おはようございます

【FOMC】
政策金利を0.25%引き上げ年率1.75%〜2.0%とし、メンバー8人の全員の賛成となりました。そして、注目された今年の利上げ回数は会合参加者15人のうち4回を7人が支持(3回は5人)し最大となり、前回3月会合の3回を上回るものとなりました。一方で長期的に適正な政策金利の中央値を2.9%とし、早ければ2019年にも達成が見込まれるために、2019年と2020年のそれぞれの利上げ回数は3回と1回とし「政策金利は引き続き緩和的」という文言を残すことになりました。パウエル議長の会見では米経済の力強さに自信を示すとともに、議長の記者会見を現行の年4回からすべての会合で会見を行うことを発表しました。今年の利上げ回数が年4回となったことはややタカ派的なサプライズでしたが、来年以降の利上げ回数がその分減る可能性もあり一方的なドル買いには結びつかなかった模様です。

【金融・為替】
発表直後のドル相場は対円で一時110円80銭台まで買われ、対ユーロでも1.18ドルまで上昇、その後はドル買い一巡から現在それぞれ110円30銭近辺、1.179ドル近辺にドル買い修正の動きとなっています。ドル指数は一時94ポイントまで上昇し現状は93.5ポイント前後で推移、10年債利回りは一時3.0%台に乗せ同2.977%前後、ドル高や金利高は落ち着きを取り戻しています。
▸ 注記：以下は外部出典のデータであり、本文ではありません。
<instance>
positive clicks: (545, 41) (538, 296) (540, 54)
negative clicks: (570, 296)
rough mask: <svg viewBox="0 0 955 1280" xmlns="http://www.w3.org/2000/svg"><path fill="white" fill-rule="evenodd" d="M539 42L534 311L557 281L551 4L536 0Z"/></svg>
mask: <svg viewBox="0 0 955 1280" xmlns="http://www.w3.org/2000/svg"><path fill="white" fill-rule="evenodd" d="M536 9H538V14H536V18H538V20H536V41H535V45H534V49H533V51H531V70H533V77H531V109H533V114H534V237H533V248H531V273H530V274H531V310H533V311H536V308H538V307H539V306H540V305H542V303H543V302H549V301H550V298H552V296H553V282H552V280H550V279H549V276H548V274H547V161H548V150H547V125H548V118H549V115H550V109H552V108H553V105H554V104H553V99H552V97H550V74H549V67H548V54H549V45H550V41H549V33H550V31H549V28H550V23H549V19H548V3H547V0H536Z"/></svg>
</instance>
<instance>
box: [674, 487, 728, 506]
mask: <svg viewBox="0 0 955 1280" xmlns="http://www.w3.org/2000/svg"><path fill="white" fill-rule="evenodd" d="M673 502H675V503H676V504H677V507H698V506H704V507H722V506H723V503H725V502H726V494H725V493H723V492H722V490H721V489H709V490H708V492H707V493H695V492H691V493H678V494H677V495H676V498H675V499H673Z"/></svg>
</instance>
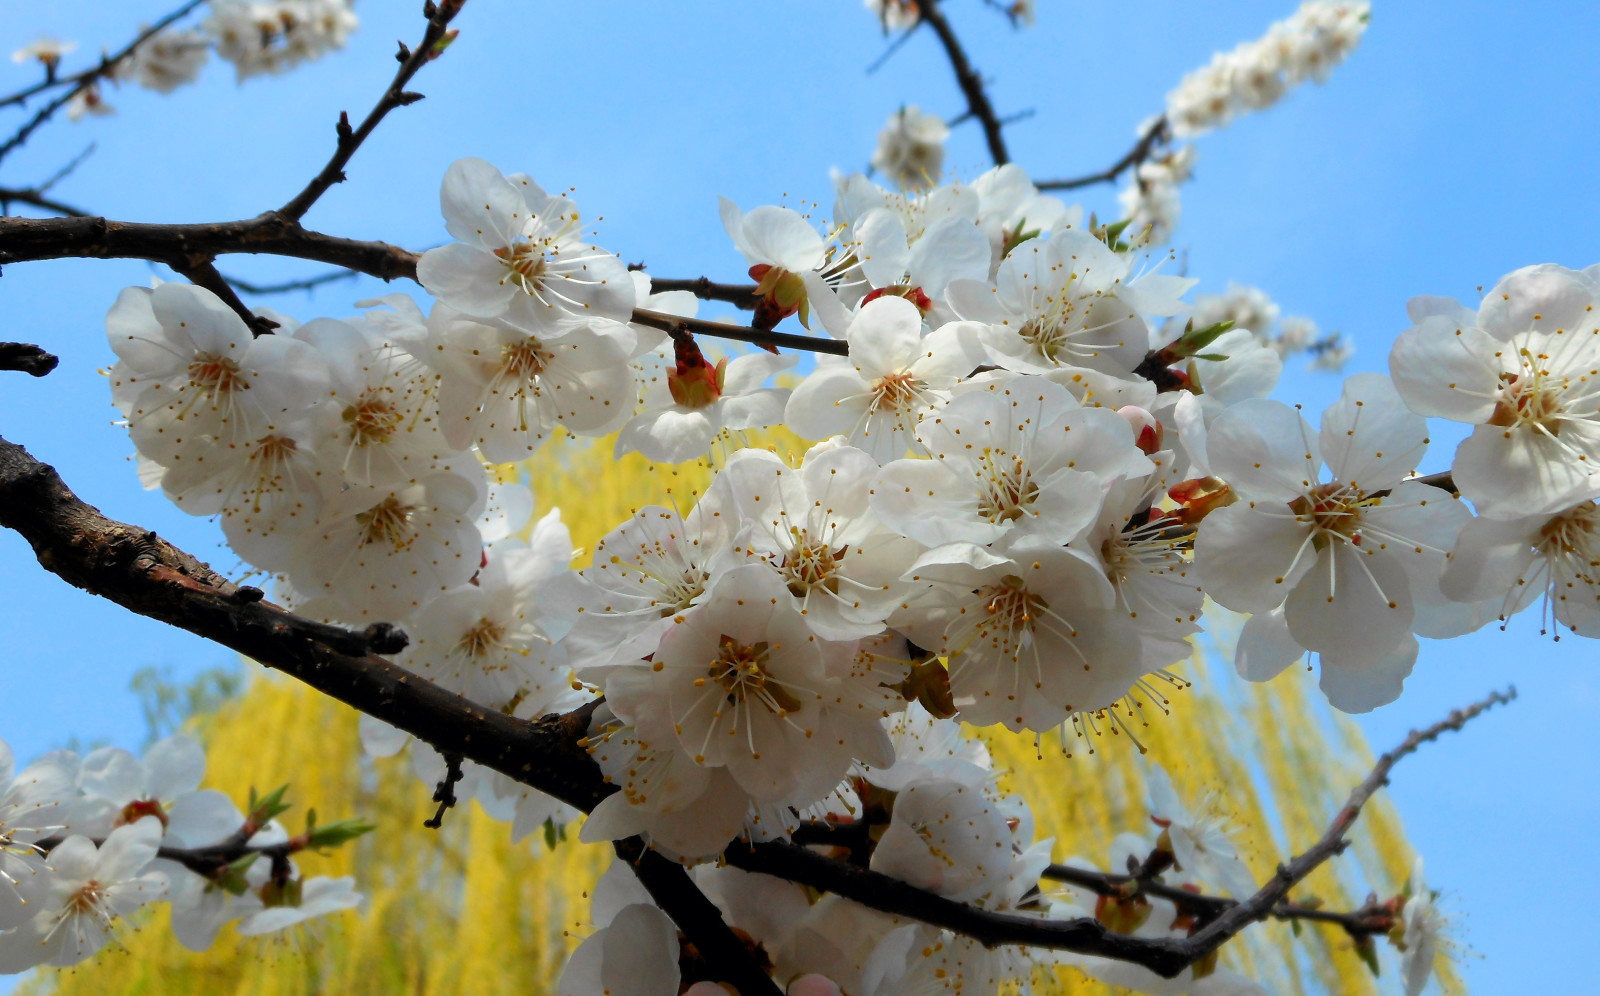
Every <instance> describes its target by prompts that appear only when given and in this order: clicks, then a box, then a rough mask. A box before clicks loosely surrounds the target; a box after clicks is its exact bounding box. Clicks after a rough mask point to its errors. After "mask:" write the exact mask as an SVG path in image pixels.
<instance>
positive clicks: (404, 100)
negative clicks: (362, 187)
mask: <svg viewBox="0 0 1600 996" xmlns="http://www.w3.org/2000/svg"><path fill="white" fill-rule="evenodd" d="M466 2H467V0H442V2H440V3H438V5H437V6H435V5H434V0H429V3H427V8H426V10H424V14H427V30H424V32H422V42H421V43H419V45H418V46H416V50H410V51H408V50H406V48H405V45H402V46H400V69H398V70H397V72H395V78H394V80H390V82H389V90H384V94H382V96H381V98H378V104H376V106H374V107H373V109H371V110H370V112H368V114H366V118H365V120H362V123H360V125H358V127H357V128H355V130H354V131H352V130H350V118H349V117H347V115H346V114H342V112H341V114H339V125H338V128H336V131H338V136H339V139H338V143H336V144H334V149H333V157H331V159H330V160H328V165H325V167H323V168H322V171H320V173H317V176H314V178H312V181H310V183H309V184H306V189H304V191H301V192H299V194H296V195H294V199H293V200H290V202H288V203H286V205H283V207H282V208H278V213H280V215H283V216H285V218H290V219H293V221H299V219H301V218H304V216H306V211H309V210H310V207H312V205H314V203H317V199H318V197H322V195H323V194H325V192H326V191H328V187H331V186H333V184H336V183H344V167H346V165H347V163H349V162H350V157H352V155H355V151H357V149H360V147H362V143H365V141H366V136H368V135H371V133H373V131H374V130H376V128H378V125H379V123H381V122H382V120H384V115H387V114H389V112H390V110H394V109H395V107H405V106H406V104H414V102H416V101H419V99H422V94H421V93H408V91H406V88H405V86H406V83H410V82H411V77H414V75H416V70H418V69H421V67H422V66H426V64H427V62H430V61H432V59H434V58H437V56H438V54H440V51H443V50H442V48H440V46H438V45H440V42H445V35H446V32H448V29H450V22H451V21H453V19H454V18H456V14H459V13H461V8H462V5H464V3H466Z"/></svg>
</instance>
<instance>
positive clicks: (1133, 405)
mask: <svg viewBox="0 0 1600 996" xmlns="http://www.w3.org/2000/svg"><path fill="white" fill-rule="evenodd" d="M1117 415H1120V416H1122V418H1123V420H1125V421H1126V423H1128V424H1130V426H1133V442H1134V445H1136V447H1139V450H1141V452H1144V455H1146V456H1149V455H1150V453H1155V452H1158V450H1160V448H1162V436H1163V434H1165V431H1163V429H1162V423H1160V421H1158V420H1157V418H1155V416H1154V415H1150V413H1149V412H1146V410H1144V408H1141V407H1138V405H1123V407H1122V408H1117Z"/></svg>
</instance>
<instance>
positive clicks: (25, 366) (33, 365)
mask: <svg viewBox="0 0 1600 996" xmlns="http://www.w3.org/2000/svg"><path fill="white" fill-rule="evenodd" d="M59 362H61V357H58V355H56V354H53V352H45V351H43V349H40V347H38V346H34V344H32V343H0V370H18V371H21V373H26V375H29V376H45V375H46V373H50V371H51V370H54V368H56V363H59Z"/></svg>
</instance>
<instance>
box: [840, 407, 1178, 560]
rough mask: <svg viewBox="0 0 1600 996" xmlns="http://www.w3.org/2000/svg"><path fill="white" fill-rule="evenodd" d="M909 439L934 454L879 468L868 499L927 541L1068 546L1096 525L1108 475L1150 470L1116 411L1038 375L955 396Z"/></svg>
mask: <svg viewBox="0 0 1600 996" xmlns="http://www.w3.org/2000/svg"><path fill="white" fill-rule="evenodd" d="M917 439H918V442H920V444H922V448H923V450H925V452H926V453H928V455H930V456H933V460H896V461H894V463H890V464H888V466H885V468H883V471H882V472H878V476H877V480H874V484H872V495H870V503H872V508H874V511H875V512H877V514H878V517H880V519H882V522H883V524H885V525H886V527H888V528H893V530H894V532H898V533H901V535H904V536H910V538H912V540H917V541H918V543H923V544H925V546H942V544H946V543H976V544H979V546H984V544H990V543H1002V544H1003V543H1010V541H1014V540H1021V538H1024V536H1043V538H1050V540H1053V541H1056V543H1067V541H1069V540H1074V538H1077V535H1078V533H1082V532H1083V530H1085V528H1088V527H1090V525H1091V524H1093V522H1094V519H1096V516H1098V514H1099V506H1101V498H1102V495H1104V490H1106V487H1109V485H1110V482H1112V480H1115V479H1118V477H1142V476H1146V474H1149V472H1150V469H1152V464H1150V460H1149V458H1147V456H1146V455H1144V453H1141V452H1139V450H1138V448H1136V447H1134V439H1133V431H1131V429H1130V428H1128V423H1126V421H1123V420H1122V418H1120V416H1118V415H1117V413H1115V412H1109V410H1106V408H1082V407H1078V402H1077V399H1074V397H1072V394H1070V392H1069V391H1067V389H1066V388H1061V386H1059V384H1054V383H1051V381H1046V380H1043V378H1037V376H1019V378H1011V380H1006V381H992V383H990V384H986V388H984V389H973V391H968V392H965V394H960V396H957V397H955V399H954V400H952V402H950V404H949V405H946V407H942V408H939V412H938V415H936V416H931V418H925V420H923V421H922V424H920V426H918V428H917Z"/></svg>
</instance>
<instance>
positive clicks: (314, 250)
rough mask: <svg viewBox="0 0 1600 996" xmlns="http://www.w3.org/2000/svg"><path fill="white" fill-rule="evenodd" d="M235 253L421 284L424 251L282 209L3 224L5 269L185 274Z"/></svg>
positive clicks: (22, 218)
mask: <svg viewBox="0 0 1600 996" xmlns="http://www.w3.org/2000/svg"><path fill="white" fill-rule="evenodd" d="M232 253H264V255H270V256H293V258H298V259H314V261H317V263H330V264H333V266H342V267H346V269H354V271H358V272H363V274H371V275H373V277H381V279H384V280H394V279H397V277H405V279H408V280H416V261H418V253H413V251H408V250H403V248H400V247H397V245H389V243H387V242H360V240H357V239H339V237H336V235H325V234H322V232H314V231H310V229H306V227H301V226H299V223H296V221H293V219H290V218H285V216H282V215H278V213H275V211H267V213H266V215H259V216H256V218H248V219H245V221H214V223H198V224H144V223H136V221H110V219H106V218H0V266H3V264H6V263H26V261H34V259H61V258H66V256H77V258H93V259H152V261H155V263H165V264H168V266H171V267H173V269H176V271H179V272H182V271H186V269H189V267H192V266H195V264H197V263H198V261H202V259H203V261H210V259H214V258H216V256H226V255H232Z"/></svg>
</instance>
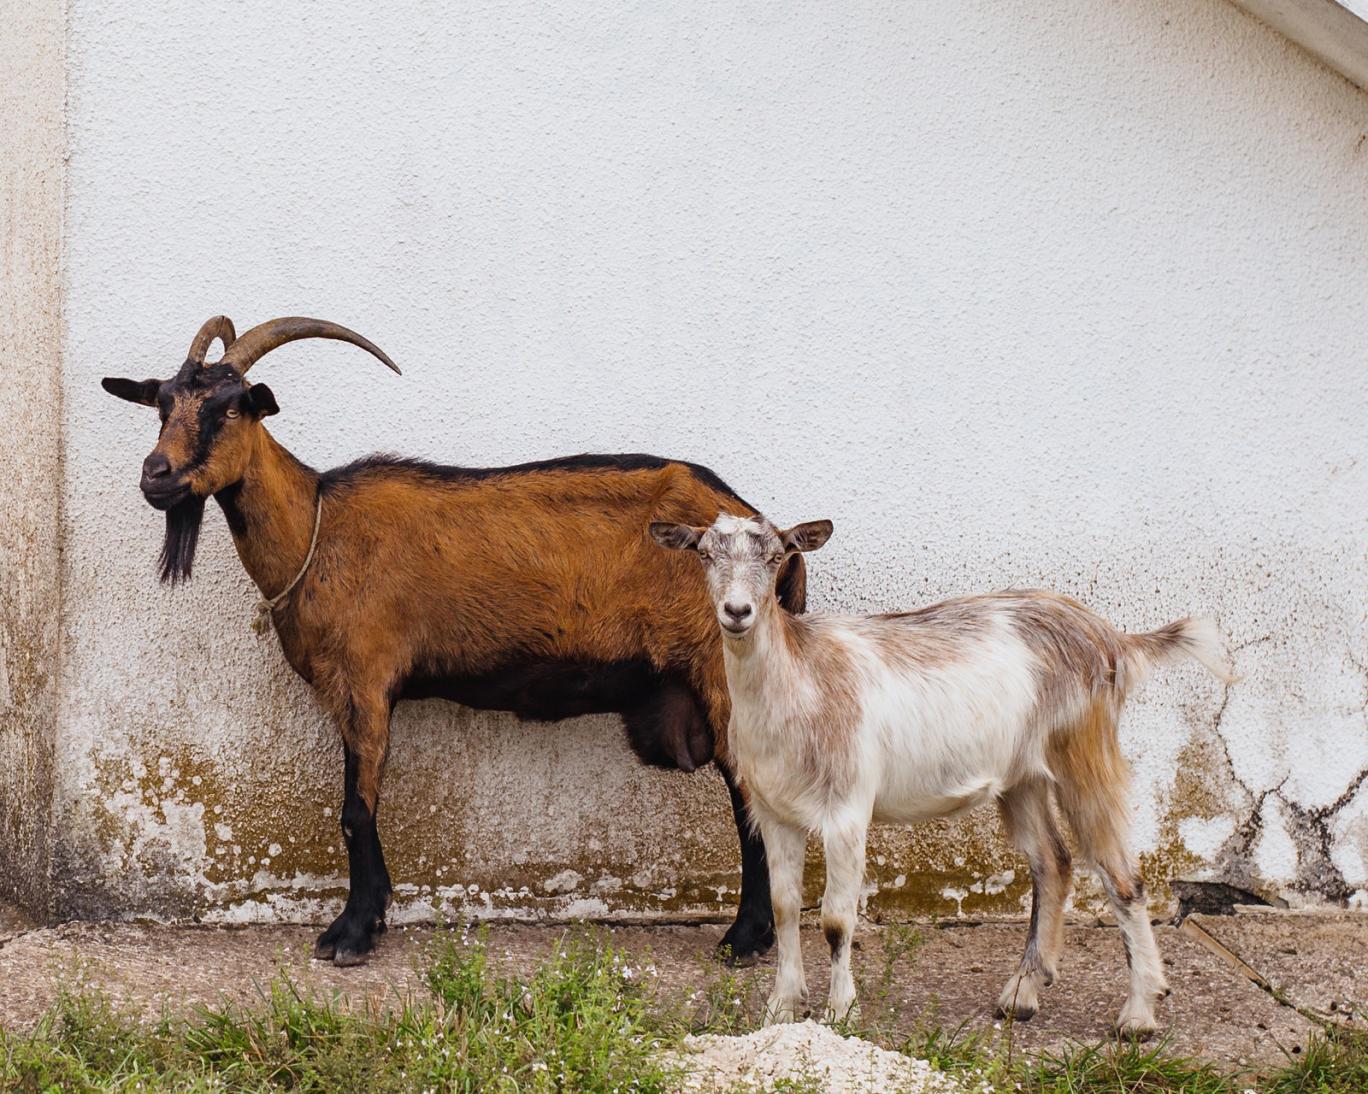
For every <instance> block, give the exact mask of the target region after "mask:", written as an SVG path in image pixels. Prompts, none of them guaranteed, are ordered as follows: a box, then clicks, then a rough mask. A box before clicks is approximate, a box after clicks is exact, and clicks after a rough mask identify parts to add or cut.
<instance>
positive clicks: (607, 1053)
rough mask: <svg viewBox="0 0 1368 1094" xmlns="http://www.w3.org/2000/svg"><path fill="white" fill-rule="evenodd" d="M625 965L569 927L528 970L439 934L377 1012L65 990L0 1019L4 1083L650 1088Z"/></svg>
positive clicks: (448, 1087)
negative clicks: (426, 988) (147, 1022)
mask: <svg viewBox="0 0 1368 1094" xmlns="http://www.w3.org/2000/svg"><path fill="white" fill-rule="evenodd" d="M635 972H636V970H633V967H632V965H629V964H628V963H627V960H625V959H624V957H622V956H621V955H620V953H617V952H616V950H613V949H610V948H606V946H598V945H592V944H591V942H588V941H569V942H565V944H562V945H561V946H558V948H557V950H555V952H554V953H553V955H551V956H550V959H547V960H546V961H543V963H542V964H540V965H539V967H538V968H536V971H535V972H534V974H532V975H531V976H529V978H527V979H520V978H517V976H498V975H494V972H492V971H491V970H490V967H488V960H487V950H486V946H484V944H483V941H476V942H472V944H461V942H454V941H449V942H446V944H443V945H442V946H439V948H438V950H436V952H435V953H434V956H432V960H431V963H430V967H428V970H427V978H425V979H427V989H428V994H427V997H423V998H417V1000H413V1001H409V1002H405V1004H404V1005H401V1006H399V1008H397V1009H394V1011H390V1012H384V1013H368V1012H356V1011H347V1009H345V1008H342V1006H341V1005H339V1004H338V1001H337V1000H320V998H316V997H312V996H305V994H301V993H300V990H298V989H297V987H295V986H294V985H293V983H291V982H290V980H287V979H285V978H280V979H278V980H276V982H275V983H272V986H271V990H269V993H268V994H267V997H265V998H264V1000H263V1004H261V1005H259V1006H253V1008H246V1006H238V1005H228V1006H224V1008H222V1009H200V1011H196V1012H194V1013H193V1015H190V1016H189V1017H185V1019H163V1020H160V1022H153V1023H145V1022H140V1020H138V1019H137V1016H133V1015H129V1013H123V1012H119V1011H118V1009H116V1008H114V1006H112V1004H109V1002H108V1000H107V998H104V997H101V996H96V994H81V996H66V997H63V998H62V1000H60V1001H59V1002H57V1004H56V1005H55V1006H53V1009H52V1011H51V1012H49V1013H48V1015H47V1016H45V1017H44V1019H42V1022H41V1023H40V1024H38V1027H37V1028H36V1030H34V1031H33V1032H31V1034H29V1035H26V1037H18V1035H14V1034H7V1032H4V1031H3V1030H0V1087H3V1089H18V1090H34V1091H47V1090H135V1089H140V1084H141V1087H142V1089H149V1090H167V1089H174V1090H272V1089H289V1090H301V1091H335V1090H371V1091H390V1090H393V1091H409V1090H454V1091H514V1090H517V1091H521V1090H529V1091H551V1090H557V1091H561V1090H573V1091H659V1090H663V1089H666V1086H668V1084H669V1080H670V1078H672V1071H670V1068H669V1067H668V1065H666V1064H663V1063H662V1061H661V1050H662V1049H665V1048H668V1045H669V1043H670V1042H669V1041H668V1039H666V1035H665V1034H663V1032H661V1031H659V1028H658V1027H657V1024H655V1023H654V1022H653V1020H651V1019H650V1015H648V1011H647V996H646V993H644V991H643V990H642V989H640V985H639V983H637V980H636V976H635Z"/></svg>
ダウ平均は2万5201ドル(−119)に続落し、利上げ回数が予想を上回ったことや米中の貿易摩擦が深刻化する見方を嫌気する反応を見せています。今週末に米国は対中国製品への個別関税引き上げの詳細を発表する見通しで、貿易摩擦の進行懸念からドル買いが一服するものとなったようです。

【石油市況】
原油は66.64ドル(+0.28)に続伸し、ブレント相場も76.64ドル(+0.86)に上昇しています。EIAの週間原油在庫が予想外に減少に転じたことが上昇要因と見られますが、来週のOPEC総会を控えて上昇に懐疑的な見方もあり上昇幅は限定的なものとなりました。

【貴金属市況】
FOMCの発表前に取引が終了するNY金は1301.3ドル(+1.9)と引き続き1300ドルを挟む保ち合いのまま引け、発表後の時間外では利上げ回数が予想を上回ったことを嫌気し、一時1290ドル台前半まで反落し、その後は米中の貿易摩擦への懸念から持ち直し現在は再び1300ドル前後に戻しています。本日の円換算は4600円前後になります。

【穀物市況】
穀物市場は小麦相場の下落が牽引となり、全般に続落を強いられる展開となりました。